T cell Biology 2 (Videos Available)

Wednesday July 04, 2018 from 17:15 to 18:45

Room: N-102

586.5 Human regulatory t cell potential for tissue repair via IL-33/ST2 and amphiregulin

Award Winner

Avery J Lam, Canada has been granted the TTS-CST International Transplantation Science Mentee-Mentor Award

Avery J Lam, Canada

PhD Candidate
Experimental Medicine
University of British Columbia

Abstract

Human Regulatory T Cell Potential for Tissue Repair Via IL-33/ST2 and Amphiregulin

Avery J Lam1, Haiming Huang2, James G Pan3, Sachdev S Sidhu2, Guy Charron4, Sabine M Ivison1, John D Rioux4, iGenoMed Consortium5, Megan K Levings1.
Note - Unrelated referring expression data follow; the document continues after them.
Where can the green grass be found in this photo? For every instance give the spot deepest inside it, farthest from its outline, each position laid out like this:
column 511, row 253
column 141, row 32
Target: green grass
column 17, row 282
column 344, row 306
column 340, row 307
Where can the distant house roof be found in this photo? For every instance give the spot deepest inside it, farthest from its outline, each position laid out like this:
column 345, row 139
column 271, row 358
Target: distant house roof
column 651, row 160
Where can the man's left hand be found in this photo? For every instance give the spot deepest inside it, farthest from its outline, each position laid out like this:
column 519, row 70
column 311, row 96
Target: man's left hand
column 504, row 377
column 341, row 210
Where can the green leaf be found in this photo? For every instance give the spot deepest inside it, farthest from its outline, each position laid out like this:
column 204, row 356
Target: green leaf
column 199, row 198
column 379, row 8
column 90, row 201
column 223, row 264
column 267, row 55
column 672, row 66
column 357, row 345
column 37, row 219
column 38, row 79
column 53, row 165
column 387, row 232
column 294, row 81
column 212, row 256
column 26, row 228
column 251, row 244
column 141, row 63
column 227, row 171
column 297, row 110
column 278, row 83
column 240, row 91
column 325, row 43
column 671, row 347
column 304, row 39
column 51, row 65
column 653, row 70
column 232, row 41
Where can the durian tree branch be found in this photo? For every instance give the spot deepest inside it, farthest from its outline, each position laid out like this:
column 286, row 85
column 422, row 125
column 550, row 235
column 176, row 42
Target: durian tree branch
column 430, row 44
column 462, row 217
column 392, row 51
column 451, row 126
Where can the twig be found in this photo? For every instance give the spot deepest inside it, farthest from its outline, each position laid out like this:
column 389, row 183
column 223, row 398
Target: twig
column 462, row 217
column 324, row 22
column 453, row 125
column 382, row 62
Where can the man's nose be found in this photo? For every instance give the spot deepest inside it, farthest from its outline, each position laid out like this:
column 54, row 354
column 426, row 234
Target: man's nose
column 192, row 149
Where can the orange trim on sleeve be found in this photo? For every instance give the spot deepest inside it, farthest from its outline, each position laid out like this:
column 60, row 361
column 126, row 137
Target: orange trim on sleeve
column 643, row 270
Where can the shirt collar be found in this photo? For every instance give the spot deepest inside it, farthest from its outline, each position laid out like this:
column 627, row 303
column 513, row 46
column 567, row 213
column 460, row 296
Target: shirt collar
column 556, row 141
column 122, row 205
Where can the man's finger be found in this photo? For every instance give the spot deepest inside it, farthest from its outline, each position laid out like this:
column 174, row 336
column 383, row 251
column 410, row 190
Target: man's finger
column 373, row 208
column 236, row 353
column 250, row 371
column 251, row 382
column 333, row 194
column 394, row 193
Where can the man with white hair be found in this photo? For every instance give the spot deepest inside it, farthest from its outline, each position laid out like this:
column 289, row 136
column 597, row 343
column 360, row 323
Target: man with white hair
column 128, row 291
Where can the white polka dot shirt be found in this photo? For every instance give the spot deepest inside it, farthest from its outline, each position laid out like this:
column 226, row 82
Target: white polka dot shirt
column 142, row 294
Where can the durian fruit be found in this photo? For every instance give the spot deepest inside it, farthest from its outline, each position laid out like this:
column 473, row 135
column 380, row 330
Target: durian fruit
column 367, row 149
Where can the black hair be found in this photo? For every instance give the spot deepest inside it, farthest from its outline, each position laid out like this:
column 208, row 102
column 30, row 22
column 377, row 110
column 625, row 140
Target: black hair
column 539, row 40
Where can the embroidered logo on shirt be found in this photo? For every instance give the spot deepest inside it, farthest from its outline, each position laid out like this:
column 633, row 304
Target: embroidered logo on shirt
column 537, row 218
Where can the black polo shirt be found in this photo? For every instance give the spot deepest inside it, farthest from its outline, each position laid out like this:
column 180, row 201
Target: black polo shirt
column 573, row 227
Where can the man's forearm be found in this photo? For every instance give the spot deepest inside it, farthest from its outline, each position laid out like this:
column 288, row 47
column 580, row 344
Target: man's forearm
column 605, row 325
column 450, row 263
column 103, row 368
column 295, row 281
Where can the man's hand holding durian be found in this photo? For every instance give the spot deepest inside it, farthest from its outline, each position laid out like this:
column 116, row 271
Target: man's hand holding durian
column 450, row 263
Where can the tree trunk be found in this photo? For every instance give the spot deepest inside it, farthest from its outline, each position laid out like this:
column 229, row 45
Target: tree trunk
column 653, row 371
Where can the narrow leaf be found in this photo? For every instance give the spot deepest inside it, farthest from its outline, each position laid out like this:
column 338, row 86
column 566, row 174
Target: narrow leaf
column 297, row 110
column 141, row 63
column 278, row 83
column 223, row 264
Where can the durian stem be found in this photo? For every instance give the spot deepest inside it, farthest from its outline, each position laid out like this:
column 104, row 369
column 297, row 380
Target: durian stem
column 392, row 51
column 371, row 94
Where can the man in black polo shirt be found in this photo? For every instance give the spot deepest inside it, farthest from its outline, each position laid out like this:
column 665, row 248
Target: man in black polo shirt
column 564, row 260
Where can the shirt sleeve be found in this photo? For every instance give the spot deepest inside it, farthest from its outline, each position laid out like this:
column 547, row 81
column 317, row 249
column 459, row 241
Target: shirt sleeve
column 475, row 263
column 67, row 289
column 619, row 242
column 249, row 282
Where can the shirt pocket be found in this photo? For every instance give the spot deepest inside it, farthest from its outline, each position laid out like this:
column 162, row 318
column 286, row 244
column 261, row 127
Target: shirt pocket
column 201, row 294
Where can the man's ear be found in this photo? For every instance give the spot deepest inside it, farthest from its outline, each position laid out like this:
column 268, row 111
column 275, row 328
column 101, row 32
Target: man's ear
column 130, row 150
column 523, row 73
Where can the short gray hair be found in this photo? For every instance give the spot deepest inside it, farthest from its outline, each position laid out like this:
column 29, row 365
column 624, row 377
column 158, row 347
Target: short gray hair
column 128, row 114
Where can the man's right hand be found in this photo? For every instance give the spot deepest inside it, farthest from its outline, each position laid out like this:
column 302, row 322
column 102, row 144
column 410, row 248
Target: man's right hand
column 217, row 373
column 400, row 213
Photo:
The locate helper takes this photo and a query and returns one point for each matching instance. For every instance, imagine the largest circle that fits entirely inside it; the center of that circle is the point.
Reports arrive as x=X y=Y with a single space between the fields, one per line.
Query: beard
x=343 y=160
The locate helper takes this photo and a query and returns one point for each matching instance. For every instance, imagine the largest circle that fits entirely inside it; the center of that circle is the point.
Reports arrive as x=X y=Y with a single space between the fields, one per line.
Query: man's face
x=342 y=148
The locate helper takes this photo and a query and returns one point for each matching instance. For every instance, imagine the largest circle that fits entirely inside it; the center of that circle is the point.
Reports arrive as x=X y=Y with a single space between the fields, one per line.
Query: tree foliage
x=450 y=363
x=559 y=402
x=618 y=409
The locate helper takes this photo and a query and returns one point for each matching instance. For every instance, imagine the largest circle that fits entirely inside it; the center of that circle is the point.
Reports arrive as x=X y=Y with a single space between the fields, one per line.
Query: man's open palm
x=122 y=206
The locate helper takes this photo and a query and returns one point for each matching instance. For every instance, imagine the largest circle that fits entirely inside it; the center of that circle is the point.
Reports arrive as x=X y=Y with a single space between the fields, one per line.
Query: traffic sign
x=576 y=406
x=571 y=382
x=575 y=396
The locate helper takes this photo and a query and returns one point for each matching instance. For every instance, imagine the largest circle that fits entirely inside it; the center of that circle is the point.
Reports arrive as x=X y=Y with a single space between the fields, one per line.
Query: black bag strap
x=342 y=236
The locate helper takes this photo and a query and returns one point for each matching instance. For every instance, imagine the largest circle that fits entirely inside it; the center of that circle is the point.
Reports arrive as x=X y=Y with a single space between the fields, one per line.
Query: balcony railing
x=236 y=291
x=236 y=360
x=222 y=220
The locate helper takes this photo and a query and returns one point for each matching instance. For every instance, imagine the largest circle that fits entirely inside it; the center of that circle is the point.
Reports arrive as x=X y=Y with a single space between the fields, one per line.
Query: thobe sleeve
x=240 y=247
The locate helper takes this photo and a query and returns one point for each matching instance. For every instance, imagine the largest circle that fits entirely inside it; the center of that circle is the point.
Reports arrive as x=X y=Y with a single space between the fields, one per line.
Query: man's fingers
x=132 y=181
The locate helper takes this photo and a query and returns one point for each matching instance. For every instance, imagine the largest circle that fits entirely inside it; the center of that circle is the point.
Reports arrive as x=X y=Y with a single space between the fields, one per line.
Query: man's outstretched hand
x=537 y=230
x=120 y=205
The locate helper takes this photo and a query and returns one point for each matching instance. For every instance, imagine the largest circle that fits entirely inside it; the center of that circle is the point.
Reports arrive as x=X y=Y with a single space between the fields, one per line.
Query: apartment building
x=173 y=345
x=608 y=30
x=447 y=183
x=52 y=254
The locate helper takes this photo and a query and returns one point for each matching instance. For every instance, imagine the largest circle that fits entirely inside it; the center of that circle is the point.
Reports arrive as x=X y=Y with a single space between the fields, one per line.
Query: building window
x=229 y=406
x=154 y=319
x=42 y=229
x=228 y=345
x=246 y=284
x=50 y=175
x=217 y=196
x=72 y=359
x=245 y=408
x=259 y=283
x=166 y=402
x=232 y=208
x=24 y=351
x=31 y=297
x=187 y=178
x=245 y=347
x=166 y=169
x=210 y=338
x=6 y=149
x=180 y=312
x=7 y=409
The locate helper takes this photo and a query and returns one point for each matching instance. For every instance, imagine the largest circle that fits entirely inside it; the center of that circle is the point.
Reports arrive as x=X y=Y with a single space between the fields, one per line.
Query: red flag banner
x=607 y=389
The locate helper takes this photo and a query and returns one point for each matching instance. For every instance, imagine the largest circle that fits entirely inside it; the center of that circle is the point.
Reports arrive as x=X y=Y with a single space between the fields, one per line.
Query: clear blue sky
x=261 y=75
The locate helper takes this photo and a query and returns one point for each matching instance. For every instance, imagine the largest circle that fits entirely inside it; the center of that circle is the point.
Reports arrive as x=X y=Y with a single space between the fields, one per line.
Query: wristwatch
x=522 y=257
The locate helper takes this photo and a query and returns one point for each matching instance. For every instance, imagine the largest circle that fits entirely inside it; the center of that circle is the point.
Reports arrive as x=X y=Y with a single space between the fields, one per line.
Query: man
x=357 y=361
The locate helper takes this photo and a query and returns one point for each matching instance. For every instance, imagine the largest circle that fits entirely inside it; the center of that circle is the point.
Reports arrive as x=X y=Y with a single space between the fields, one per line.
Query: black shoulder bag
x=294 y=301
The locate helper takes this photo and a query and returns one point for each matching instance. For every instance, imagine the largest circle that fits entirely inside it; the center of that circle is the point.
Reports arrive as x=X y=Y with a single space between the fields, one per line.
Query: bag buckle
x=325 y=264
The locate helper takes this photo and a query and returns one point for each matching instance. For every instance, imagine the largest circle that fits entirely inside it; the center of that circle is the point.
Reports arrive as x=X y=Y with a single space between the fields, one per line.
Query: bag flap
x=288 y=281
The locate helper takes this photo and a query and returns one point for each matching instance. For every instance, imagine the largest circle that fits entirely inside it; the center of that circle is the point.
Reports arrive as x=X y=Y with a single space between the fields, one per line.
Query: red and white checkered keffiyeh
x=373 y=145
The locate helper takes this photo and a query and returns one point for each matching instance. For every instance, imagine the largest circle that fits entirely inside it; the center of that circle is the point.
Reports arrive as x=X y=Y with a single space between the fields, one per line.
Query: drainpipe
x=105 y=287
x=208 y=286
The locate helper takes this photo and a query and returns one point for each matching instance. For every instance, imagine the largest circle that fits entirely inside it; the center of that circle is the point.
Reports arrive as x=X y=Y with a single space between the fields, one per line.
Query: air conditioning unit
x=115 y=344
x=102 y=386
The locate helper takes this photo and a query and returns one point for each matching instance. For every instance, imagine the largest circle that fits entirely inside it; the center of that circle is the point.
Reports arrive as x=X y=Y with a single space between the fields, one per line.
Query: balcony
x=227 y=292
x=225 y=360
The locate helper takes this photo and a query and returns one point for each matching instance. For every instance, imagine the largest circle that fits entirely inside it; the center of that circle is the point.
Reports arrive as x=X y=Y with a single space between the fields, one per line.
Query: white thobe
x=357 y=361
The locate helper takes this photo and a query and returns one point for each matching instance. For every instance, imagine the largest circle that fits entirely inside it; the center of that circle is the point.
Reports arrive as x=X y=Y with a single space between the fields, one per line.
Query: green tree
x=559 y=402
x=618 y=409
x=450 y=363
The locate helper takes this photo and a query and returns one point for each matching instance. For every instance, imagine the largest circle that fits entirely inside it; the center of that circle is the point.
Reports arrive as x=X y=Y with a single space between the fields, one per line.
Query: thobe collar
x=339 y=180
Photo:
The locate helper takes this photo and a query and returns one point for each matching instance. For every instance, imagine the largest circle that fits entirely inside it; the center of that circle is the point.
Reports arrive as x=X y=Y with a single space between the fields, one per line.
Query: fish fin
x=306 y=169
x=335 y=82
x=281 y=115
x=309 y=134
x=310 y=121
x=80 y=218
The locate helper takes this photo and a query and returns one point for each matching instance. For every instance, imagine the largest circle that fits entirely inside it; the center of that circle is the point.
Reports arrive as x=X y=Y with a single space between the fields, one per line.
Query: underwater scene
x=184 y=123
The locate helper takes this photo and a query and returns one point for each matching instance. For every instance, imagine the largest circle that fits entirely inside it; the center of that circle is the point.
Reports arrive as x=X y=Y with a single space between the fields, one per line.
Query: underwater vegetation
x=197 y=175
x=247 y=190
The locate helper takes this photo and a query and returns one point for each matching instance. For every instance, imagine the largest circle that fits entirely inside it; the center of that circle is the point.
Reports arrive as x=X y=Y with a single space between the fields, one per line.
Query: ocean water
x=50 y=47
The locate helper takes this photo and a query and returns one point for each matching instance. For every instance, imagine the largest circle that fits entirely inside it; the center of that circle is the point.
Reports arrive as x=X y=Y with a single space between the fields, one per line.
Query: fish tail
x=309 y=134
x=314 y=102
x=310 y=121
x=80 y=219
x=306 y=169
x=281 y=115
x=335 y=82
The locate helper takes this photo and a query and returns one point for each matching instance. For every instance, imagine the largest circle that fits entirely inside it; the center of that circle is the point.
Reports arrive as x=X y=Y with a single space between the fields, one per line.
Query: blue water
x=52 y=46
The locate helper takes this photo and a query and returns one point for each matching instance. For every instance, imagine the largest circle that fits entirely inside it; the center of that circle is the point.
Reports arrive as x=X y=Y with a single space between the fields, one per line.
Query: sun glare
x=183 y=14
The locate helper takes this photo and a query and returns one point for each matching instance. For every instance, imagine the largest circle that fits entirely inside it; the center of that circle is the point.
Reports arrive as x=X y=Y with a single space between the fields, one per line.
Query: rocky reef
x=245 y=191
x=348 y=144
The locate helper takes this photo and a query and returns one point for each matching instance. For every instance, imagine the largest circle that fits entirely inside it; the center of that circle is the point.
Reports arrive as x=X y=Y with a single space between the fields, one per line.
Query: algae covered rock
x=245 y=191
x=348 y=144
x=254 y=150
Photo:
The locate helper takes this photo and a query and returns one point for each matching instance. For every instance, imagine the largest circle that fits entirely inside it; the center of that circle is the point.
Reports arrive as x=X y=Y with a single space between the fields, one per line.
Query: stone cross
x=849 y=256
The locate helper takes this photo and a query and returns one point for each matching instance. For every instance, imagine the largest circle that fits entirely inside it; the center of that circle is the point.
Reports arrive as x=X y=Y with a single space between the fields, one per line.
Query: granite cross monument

1Surgery, University of British Columbia, Vancouver, BC, Canada; 2Molecular Genetics, University of Toronto, Toronto, ON, Canada; 3Toronto Recombinant Antibody Centre, University of Toronto, Toronto, ON, Canada; 4Biochemistry and Molecular Medicine, Université de Montréal, Montreal, QC, Canada; 5iGenoMed Consortium, Montreal, QC, Canada

Regulatory T cell (Treg)-based therapy is a promising curative approach for allograft rejection. Beyond their effects on immune cells, emerging evidence suggests that Tregs have direct effects on tissue repair. Specifically, Tregs in mice promote tissue repair after infection or injury by secreting the EGF family member amphiregulin (AREG) under the control of alarmin IL-33 and its receptor ST2. We investigated the potential of human blood Tregs to mediate tissue repair via the IL-33/ST2 axis and AREG production.
AREG expression was measured by flow cytometry in blood Tregs (flow-sorted as CD4+CD25+CD127-) stimulated with PMA and ionomycin. Human Tregs could produce AREG ex vivo, upregulated by TCR activation, but at a lower proportion than their Tconv counterparts (flow-sorted as CD4+CD25-CD127+). AREG expression was enriched in non-effector Tregs (CD39-, CCR4-, TIGIT-), a phenotype maintained after TCR activation. Moreover, AREG production potential was lost upon Treg proliferation and differentiation, suggesting that AREG production may comprise a distinct modality of human Tregs. In contrast to reports from mouse Tregs, IL-33 did not affect human blood Treg production of AREG. However, ST2 was undetectable in blood Tregs ex vivo and after activation. To more accurately measure human ST2 expression, we used phage display to generate a series of anti-ST2 antibodies. Experiments in transfected and endogenous ST2+ cells revealed several candidate antibodies that were superior to commercially available options for flow cytometric detection of human ST2. Investigations to define the tissue localization and biology of human ST2+ Tregs are in progress. Meanwhile, because of the importance of IL-33 signalling in promoting both the function and maintenance of mouse ST2+ Tregs in tissues, we sought to generate a plentiful source of human ST2+ Tregs to evaluate their potential as a cell therapy. Human blood naïve Tregs (flow-sorted as CD4+CD25+CD127-CD45RA+) were engineered to overexpress ST2 and expanded for 12 days with artificial antigen-presenting cells, anti-CD3, and IL-2. ST2 overexpression conferred IL-33 responsiveness, as determined by signal transduction and increased proliferation. IL-33 upregulated AREG in a TCR-independent manner on ST2-engineered Tregs, suggesting that the tissue repair capacity of human Tregs may be controlled innately.
Overall, human Treg expression of AREG is associated with an innate-like program, potentially regulated by IL-33 and uncoupled from classical TCR-dependent Treg effector functions. Knowledge of the mechanisms by which human Tregs mediate tissue repair and the signals controlling this process will help delineate their therapeutic potential when used as a cell therapy. Thus, future investigations will focus on the tissue repair capacity of human Treg-derived AREG in vitro, as well as the in vivo functions of ST2-engineered Tregs in a humanized allotransplant model.

CIHR Doctoral Research Award. CIHR Foundation Grant.